For the nine month period of fiscal 2019, net product sales were $7.0 million as compared to $10.4 million for the nine month period of fiscal 2018, a decrease of $3.4 million, or 32.4%. The Company’s sales during the nine month periods of fiscal 2019 and fiscal 2018 were highly concentrated among the Company’s two largest customers – Wal-Mart and Amazon.com in fiscal 2019 and fiscal 2018, where gross product sales comprised approximately 70.2% and 76.2%, respectively, of the Company’s total gross product sales.
Net product sales may be periodically impacted by adjustments made to the Company’s sales allowance and marketing support accrual to record unanticipated customer deductions from accounts receivable or to reduce the accrual by any amounts which were accrued in the past but not taken by customers through deductions from accounts receivable within a certain time period. In the aggregate, these adjustments had the effect of increasing net product sales and operating income by approximately $6,000 and $18,000 for the third quarters of fiscal 2019 and fiscal 2018, respectively, and approximately $15,000 and $41,000 for the nine month periods of fiscal 2019 and fiscal 2018, respectively. Net product sales are comprised primarily of the sales of houseware and audio products which bear the Emerson® brand name. The major elements which contributed to the overall decrease in net product sales were as follows:
13
| i) | Houseware products: Net sales decreased $2.0 million, or 72.0%, to $0.7 million in the third quarter of fiscal 2019 as compared to $2.7 million in the third quarter of fiscal 2018, driven by a decrease in year-over-year sales of microwave ovens, compact refrigerators and toaster ovens partially offset by an increase in wine products. The decrease in sales of microwave ovens was principally driven by a model discontinuation by one of the Company’s key customers, which accounted for a decrease of approximately $1.8 million in year-over-year sales. For the nine month period of fiscal 2019, houseware net product sales were $3.0 million, a decrease of $4.5 million, or 59.6%, from $7.5 million for the nine month period of fiscal 2018, principally driven by a model discontinuation by one of the Company’s key customers, which accounted for a decrease of approximately $4.2 million in year-over-year sales. |
| ii) | Audio products: Net sales were $1.6 million in the third quarter of fiscal 2019 as compared to $1.3 million in the third quarter of fiscal 2018, an increase of $0.3 million, or 23.7%, resulting from increased net sales of clock radios. For the nine month period of fiscal 2019, audio product net sales were $4.0 million, an increase of $1.1 million or 37.0%, from $2.9 million in the nine month period of fiscal 2018 resulting from increased net sales of clock radios. |
Business operations —Emerson will continue to expand the existing distribution channels and to develop and promote new products to regain shelf spaces with retailers in the USA. Emerson is also investing in products and marketing activities to expand its sales through internet and ecommerce channels. These efforts require investments in appropriate human resources, media marketing and development of products in various categories in addition to the traditional home appliances and audio products on which Emerson has historically focused. Emerson also is continuing its efforts to identify strategic courses of action related to its licensing activities, including seeking new licensing relationships.

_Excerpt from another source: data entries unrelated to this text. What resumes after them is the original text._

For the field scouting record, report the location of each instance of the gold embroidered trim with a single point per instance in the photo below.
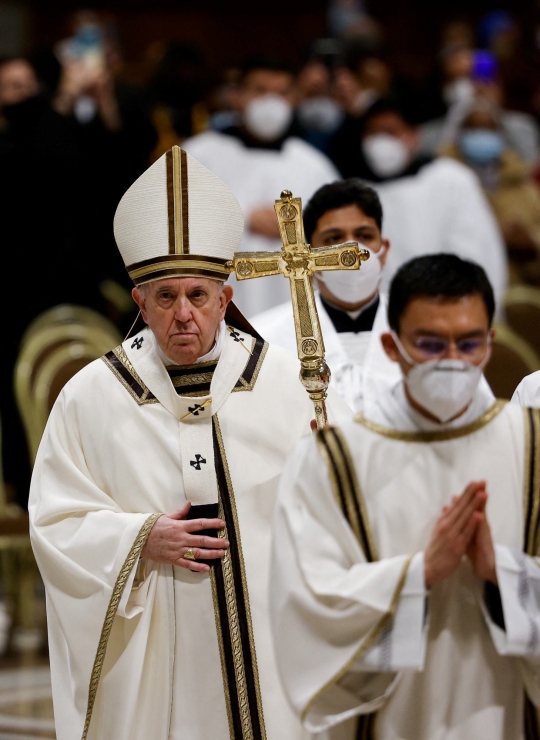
(233, 613)
(120, 354)
(219, 633)
(221, 272)
(116, 595)
(442, 435)
(368, 642)
(531, 492)
(248, 386)
(195, 365)
(346, 487)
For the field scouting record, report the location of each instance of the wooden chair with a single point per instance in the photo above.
(522, 307)
(55, 347)
(511, 360)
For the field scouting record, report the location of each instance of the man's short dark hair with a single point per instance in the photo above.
(340, 194)
(437, 276)
(269, 64)
(388, 105)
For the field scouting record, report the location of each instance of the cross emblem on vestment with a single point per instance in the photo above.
(199, 460)
(297, 261)
(196, 410)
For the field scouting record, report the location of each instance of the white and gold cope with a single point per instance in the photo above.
(297, 261)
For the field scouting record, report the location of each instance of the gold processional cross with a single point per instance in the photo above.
(298, 261)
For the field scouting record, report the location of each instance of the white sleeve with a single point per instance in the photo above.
(472, 231)
(403, 643)
(519, 587)
(526, 394)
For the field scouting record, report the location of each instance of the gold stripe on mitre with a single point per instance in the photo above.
(177, 200)
(178, 265)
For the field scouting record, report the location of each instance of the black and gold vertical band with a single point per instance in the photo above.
(531, 501)
(531, 538)
(335, 452)
(366, 727)
(177, 200)
(233, 616)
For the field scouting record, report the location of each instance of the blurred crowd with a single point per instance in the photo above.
(454, 157)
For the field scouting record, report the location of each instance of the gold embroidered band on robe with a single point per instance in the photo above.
(178, 265)
(297, 262)
(233, 615)
(531, 531)
(178, 220)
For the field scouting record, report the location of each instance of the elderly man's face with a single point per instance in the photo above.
(18, 82)
(184, 314)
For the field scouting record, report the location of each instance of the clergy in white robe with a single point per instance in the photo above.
(174, 645)
(351, 309)
(528, 391)
(430, 205)
(369, 643)
(257, 160)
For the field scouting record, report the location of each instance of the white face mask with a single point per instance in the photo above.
(385, 154)
(268, 117)
(460, 90)
(353, 286)
(443, 387)
(320, 114)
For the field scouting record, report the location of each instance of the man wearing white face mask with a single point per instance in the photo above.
(351, 309)
(405, 585)
(257, 159)
(430, 205)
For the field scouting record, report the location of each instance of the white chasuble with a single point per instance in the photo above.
(363, 650)
(145, 650)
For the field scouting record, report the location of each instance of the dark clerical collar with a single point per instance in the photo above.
(343, 323)
(250, 142)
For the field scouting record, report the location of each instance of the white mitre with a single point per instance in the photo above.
(177, 220)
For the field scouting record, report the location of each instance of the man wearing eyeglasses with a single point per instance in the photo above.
(405, 578)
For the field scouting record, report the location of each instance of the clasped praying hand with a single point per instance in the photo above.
(462, 529)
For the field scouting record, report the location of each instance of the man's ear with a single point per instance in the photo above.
(225, 298)
(384, 256)
(390, 347)
(140, 301)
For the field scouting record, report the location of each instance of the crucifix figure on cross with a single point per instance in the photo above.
(297, 261)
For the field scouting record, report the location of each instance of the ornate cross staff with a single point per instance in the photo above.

Emerson’s success is dependent on its ability to anticipate and respond to changing consumer demands and trends in a timely manner, as well as expanding into new markets and sourcing new products that are profitable to the Company. Geo-political factors may also affect demand for the Company’s products, which are subject to customs requirements and to tariffs and quotas set by governments through mutual agreements and bilateral actions. The Company expects that the recently announced U.S. tariffs on certain imported goods from China, and the current U.S. administration’s public support for additional tariffs on imported goods from China, and China’s retaliatory tariffs on certain goods imported from the United States, as well as modifications to international trade policy, may affect its product costs going forward, which could require the Company to take pricing action to offset the increasing costs; however, at this time the Company is unable to quantify this possible effect on its costs. Although the Company is monitoring the trade environment and working to mitigate the possible effect of tariffs through pricing and sourcing strategies, the Company cannot be certain how its customers and competitors will react to the actions taken, and some costs may be passed through to the Company’s customers as product price increases in the future. For more information on risks associated with the Company’s operations, including tariffs, please see the risk factors within Part I, Item 1A, “Risk Factors” in the Company’s Annual Report on Form 10-K, as amended, for the year ended March 31, 2018, as updated in Part II, Item 1A, “Risk Factors” in this Quarterly Report on Form 10-Q.
Emerson has taken active steps to manage and control its operating costs. The operating costs for the third quarter of fiscal 2019 were $0.9 million as compared to $1.1 million for the third quarter of fiscal 2018. The operating costs for the nine month period of fiscal 2019 were $2.9 million as compared to $3.8 million for the nine month period of fiscal 2018.
Licensing revenue — Licensing revenue in the third quarter of fiscal 2019 was $0.1 million as compared to $0.2 million in the third quarter of fiscal 2018, a decrease of $0.1 million or 25.5%. The year-over-year decrease can be attributed to the non-renewal of one of the Company’s licensees which expired in December 2017.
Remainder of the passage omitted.